EvidenceProf Blog

Editor: Colin Miller
Univ. of South Carolina School of Law

Monday, October 26, 2009

We The Jury: Eastern District Of Louisiana Finds Rule 606(b) Precludes Jury Impeachment On Issue Of Whether Unanimous Verdict Was Reached

Federal Rule of Evidence 606(b) provides that

Upon an inquiry into the validity of a verdict or indictment, a juror may not testify as to any matter or statement occurring during the course of the jury's deliberations or to the effect of anything upon that or any other juror's mind or emotions as influencing the juror to assent to or dissent from the verdict or indictment or concerning the juror's mental processes in connection therewith. But a juror may testify about (1) whether extraneous prejudicial information was improperly brought to the jury's attention, (2) whether any outside influence was improperly brought to bear upon any juror, or (3) whether there was a mistake in entering the verdict onto the verdict form. A juror's affidavit or evidence of any statement by the juror may not be received on a matter about which the juror would be precluded from testifying.

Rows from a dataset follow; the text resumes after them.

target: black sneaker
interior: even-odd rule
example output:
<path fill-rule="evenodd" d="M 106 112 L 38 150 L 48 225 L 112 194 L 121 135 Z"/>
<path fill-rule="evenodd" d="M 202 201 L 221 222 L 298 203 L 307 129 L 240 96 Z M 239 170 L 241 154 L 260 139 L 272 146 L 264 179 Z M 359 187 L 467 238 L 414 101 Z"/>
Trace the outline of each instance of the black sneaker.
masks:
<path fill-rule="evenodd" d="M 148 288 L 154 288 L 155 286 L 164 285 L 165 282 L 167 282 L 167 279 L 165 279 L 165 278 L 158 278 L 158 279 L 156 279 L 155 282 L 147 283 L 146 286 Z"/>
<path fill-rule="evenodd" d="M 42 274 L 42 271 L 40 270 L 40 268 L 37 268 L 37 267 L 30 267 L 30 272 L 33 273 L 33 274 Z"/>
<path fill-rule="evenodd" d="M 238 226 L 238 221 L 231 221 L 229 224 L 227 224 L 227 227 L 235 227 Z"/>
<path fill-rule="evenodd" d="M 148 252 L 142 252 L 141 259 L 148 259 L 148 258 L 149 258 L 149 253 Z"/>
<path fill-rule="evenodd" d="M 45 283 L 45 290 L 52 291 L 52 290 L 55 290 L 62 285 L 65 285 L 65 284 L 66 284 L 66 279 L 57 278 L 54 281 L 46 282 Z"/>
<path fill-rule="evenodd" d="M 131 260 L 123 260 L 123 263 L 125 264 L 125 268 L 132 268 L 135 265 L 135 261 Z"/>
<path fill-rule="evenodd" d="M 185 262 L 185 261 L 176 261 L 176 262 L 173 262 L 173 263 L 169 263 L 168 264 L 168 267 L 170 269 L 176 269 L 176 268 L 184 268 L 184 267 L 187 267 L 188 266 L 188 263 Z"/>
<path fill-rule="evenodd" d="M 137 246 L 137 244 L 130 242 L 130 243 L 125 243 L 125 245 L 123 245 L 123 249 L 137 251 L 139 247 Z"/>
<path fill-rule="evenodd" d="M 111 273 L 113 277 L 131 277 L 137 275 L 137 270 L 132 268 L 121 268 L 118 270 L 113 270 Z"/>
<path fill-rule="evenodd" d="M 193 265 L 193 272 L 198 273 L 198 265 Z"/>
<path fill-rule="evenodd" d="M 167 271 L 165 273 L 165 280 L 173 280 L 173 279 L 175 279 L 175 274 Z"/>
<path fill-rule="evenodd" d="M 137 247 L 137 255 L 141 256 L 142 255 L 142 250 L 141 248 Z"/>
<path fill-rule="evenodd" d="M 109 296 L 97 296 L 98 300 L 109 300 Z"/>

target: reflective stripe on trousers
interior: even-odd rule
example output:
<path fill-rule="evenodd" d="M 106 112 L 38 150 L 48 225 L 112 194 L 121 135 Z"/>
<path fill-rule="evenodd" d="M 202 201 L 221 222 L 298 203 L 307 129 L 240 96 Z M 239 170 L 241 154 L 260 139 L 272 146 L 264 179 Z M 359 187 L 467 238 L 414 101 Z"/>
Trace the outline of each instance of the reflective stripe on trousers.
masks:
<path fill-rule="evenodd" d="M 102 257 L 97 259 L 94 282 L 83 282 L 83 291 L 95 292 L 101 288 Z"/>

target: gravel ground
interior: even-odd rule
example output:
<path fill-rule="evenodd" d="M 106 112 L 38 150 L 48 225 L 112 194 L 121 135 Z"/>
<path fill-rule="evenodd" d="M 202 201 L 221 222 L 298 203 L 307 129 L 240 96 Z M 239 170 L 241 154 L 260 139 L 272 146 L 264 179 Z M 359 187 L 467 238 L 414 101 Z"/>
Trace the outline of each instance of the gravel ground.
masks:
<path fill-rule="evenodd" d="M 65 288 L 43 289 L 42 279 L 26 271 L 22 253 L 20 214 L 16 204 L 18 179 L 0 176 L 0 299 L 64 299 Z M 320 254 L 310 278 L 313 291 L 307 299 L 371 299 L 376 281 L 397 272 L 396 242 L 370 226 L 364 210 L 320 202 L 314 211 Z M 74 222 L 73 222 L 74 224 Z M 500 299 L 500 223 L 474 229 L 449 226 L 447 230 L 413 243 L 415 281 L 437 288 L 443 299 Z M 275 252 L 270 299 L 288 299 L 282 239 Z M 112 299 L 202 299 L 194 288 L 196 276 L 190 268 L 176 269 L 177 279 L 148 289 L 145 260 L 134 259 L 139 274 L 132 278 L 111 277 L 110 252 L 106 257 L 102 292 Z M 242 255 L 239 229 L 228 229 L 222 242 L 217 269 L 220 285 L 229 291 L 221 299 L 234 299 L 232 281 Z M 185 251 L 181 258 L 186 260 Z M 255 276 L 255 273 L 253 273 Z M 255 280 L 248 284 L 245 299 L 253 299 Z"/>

In Imperial Trading Co., Inc. v. Travelers Property Cas. Co. of America, 2009 WL 2922307 (E.D. La. 2009), the plaintiffs claimed that evidence that the jury failed to reach a unanimous verdict fell under the exception contained in subsection (3). They were wrong.

In Imperial Trading, the United States District Court for the Eastern District of Louisiana

presided over a six-day jury trial regarding an insurance dispute that arose from commercial property damaged by Hurricane Katrina....During closing statements, plaintiffs asked that the jury award (1) over $10 million in damages for defendant's alleged breach of the insurance policy between the parties, (2) bad-faith penalties...for arbitrary and capricious failure to pay over $12 million within thirty days of receiving a satisfactory proof of loss, and (3) further bad-faith penalties...for the $3.6 million in consequential damages plaintiffs allegedly suffered from defendant's failure to pay within sixty days of receiving a proof of loss....On August 13, the jury returned a verdict of $1,757,588 in damages for breach of contract....The jury also awarded penalties under § 22:658 for arbitrarily and capriciously failing to pay $1,250,000 within thirty days of receiving a satisfactory proof of loss. The jury did not award any bad-faith penalties.


According to plaintiffs, one of the jurors in the case visited plaintiffs' property later that afternoon and spoke to Freddie Bailey and Gabe Corchiani, employees of plaintiffs who testified during trial. During this interaction, the juror explained that she did not agree with the amounts announced in open court, and she did not understand how the amounts were calculated.

The plaintiffs thus moved for leave to interview the three jurors “for the purpose of obtaining sworn statements regarding the failure of the jury to render a unanimous verdict.” According to the plaintiffs, if these jurors confirmed that the jury had not reached a unanimous verdict, they could impeach the jury's verdict under Federal Rule of Evidence 606(b)(3) because there was a mistake in entering the verdict onto the verdict form.

The Eastern District of Louisiana disagreed, noting that Federal Rule of Evidence 606(b)(3) only applieswhen the jurors unanimously agree upon a verdict but then incorrectly enter that verdict on the verdict form. So, if the jury agreed to award the plaintiffs $3 million but accidently wrote $2 million of the verdict form, there could be jury impeachment.

Conversely, the court noted that Federal Rule of Evidence 606(b) precludes jury impeachment on the issue of whether a verdict was unanimous. This conclusion is correct and borne out by the Advisory Committee Note to Federal Rule of Evidence 606(b), which states that the Rule was based upon the common law rule that prevented jurors from testifying that they had reached a compromise verdict, i.e., a decision made by a jury in which the jurors split the difference between the high amount of damages which one group of jurors feel is justified and the low amount other jurors favor, or quotient verdict, i.e., an award of money damages set by a jury in a lawsuit in which each juror states in writing his/her opinion of what the amount should be.